What is a PFA?
You have legal options. You can file criminal charges against your abuser. You may also request the court order the abuser to stop hurting you and your children. These orders, called Protection from Abuse Orders (PFAs) can prevent your abuser from entering your home, keep your abuser away from you, your family, and your place of work, grant temporary custody of children, and/or make your abuser pay support.
Not all PFAs are alike – a Family Court Judge will decide what is appropriate in individual cases. Listed below are three types of PFA orders, when each is available, and a brief description of each.
Emergency Protection Order (EPO)
In evenings, on weekends, or during holidays you may seek an EPO. An EPO will last until the next day the Chester County Courthouse in West Chester is open. The District Judge on call for Chester County can issue an EPO. Call the police or DVCCC to find out which District Justice is on call. The EPO is effective as soon as it is signed, but the abuser will not know about the EPO until he/she is served the order by the police.
Temporary Protection from Abuse (Temporary PFA)
Survivors of domestic violence may petition for a PFA Order at the Chester County Courthouse in West Chester, from Monday to Friday between the hours of 8:30 a.m. and 4:30 p.m. The DVCCC staff can help you prepare the paperwork for your petition. A Temporary PFA Order is issued by a Family Court Judge of the Court of Common Pleas. The Temporary PFA lasts until a hearing can be scheduled (usually about 10 days). The sheriff must serve the abuser in person with the PFA and a notice of the hearing date. PFAs can include the following clauses: no abuse, no contact, bar the abuser from the home, award temporary child custody, and/or confiscate weapons. All Orders are not alike; the Judge will decide what is appropriate in individual cases, based on the facts presented to him/her. There is no fee charged for filing the petition. Court costs are usually assessed against the abuser. Court cost may be charged to the petitioner if he/she does not appear or withdraws the petition.
Final Protection from Abuse (Final PFA)
After a hearing in the Court of Common Pleas, a Final Order, effective for up to three years may be granted if the judge decides there is sufficient evidence of abuse. The Final PFA may contain the same remedies provided in the Temporary PFA Order, or the conditions may be modified.
What Happens if my Abuser Violates the PFA?

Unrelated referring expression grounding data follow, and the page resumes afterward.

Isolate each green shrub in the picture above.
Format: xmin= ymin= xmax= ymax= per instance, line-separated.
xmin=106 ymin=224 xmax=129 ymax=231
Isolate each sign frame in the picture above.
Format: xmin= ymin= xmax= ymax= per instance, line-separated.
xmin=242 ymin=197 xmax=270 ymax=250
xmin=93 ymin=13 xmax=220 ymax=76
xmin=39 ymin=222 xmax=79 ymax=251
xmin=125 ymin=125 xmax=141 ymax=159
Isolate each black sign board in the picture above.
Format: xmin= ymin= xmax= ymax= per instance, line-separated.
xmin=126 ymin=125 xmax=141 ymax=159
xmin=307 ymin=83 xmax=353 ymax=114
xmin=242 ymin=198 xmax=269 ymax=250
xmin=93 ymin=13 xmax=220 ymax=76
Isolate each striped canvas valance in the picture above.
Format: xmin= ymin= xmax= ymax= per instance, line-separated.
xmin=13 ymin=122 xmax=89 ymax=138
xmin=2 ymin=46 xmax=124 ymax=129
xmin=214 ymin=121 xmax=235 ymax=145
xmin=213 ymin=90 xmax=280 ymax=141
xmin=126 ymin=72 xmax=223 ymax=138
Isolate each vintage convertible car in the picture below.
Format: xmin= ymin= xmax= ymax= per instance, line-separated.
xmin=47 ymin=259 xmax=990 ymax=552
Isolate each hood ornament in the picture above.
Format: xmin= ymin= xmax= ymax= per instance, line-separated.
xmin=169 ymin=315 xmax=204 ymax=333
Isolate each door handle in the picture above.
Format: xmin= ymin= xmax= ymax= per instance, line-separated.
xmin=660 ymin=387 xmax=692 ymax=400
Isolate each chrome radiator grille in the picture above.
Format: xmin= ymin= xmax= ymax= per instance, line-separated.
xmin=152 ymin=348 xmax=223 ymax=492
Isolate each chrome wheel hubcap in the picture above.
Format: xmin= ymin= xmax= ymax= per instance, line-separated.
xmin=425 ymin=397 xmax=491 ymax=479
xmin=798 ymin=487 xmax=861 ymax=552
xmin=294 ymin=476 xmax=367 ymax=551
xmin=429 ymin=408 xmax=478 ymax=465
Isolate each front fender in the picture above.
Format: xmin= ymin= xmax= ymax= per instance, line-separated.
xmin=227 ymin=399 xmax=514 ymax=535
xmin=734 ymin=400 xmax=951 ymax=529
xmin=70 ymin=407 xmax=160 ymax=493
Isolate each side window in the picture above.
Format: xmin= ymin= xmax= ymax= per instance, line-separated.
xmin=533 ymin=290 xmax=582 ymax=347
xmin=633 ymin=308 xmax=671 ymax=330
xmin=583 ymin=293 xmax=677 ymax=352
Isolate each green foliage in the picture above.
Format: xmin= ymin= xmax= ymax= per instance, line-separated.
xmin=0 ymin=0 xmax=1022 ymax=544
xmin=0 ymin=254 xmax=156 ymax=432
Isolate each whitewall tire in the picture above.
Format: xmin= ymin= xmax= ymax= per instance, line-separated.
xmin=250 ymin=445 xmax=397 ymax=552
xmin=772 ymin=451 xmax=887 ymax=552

Any violation of a PFA should be immediately reported to the police. The abuser will be arrested, and a violation hearing will be held within one week. Penalties for violating a PFA Order can include up to six months in prison and/or a fine of up to $1,000. The Final PFA can be extended for three years if the abuser commits another act of abuse during the time the PFA is in effect.
For Legal Assistance, reach out to DVCCC’s main office at
610-431-3546 and dial option “2” for Legal Services.
We know this is a lot of information to process and understand. It is even harder when someone is afraid or upset. Any member of our Legal Staff can provide you with information to help you understand the process and procedures involved so you can make an informed decision about what is best for your situation. Our legal staff will assist and accompany you through every step of the PFA process.
You make your own decisions.
No one will force you to take legal action. Our first concern is for your safety.
DVCCC services are designed to give you information and support you need and help you live free of violence.
If you are in immediate danger call 911.
DVCCC has two attorneys and several trained legal staff persons who can help you further understand your legal options. We can accompany you to court, support you during legal proceedings, and in some cases, our attorneys can represent you.
DVCCC works in collaboration with law enforcement, and the District Attorney's Office to assure domestic violence survivors are served efficiently and compassionately.
DVCCC can provide:
Legal options counseling – a meeting to discuss and understand various legal options available
Legal advocacy – DVCCC staff can support and inform you throughout the legal process and advocate on your behalf
Representation in Protection from Abuse (PFA) hearings – a DVCCC staff attorney can represent you in court
Accompaniment to court hearings
Outreach to district courts
DVCCC may also provide legal advice and representation to clients in areas including custody, divorce, spousal support, child support, and bankruptcy.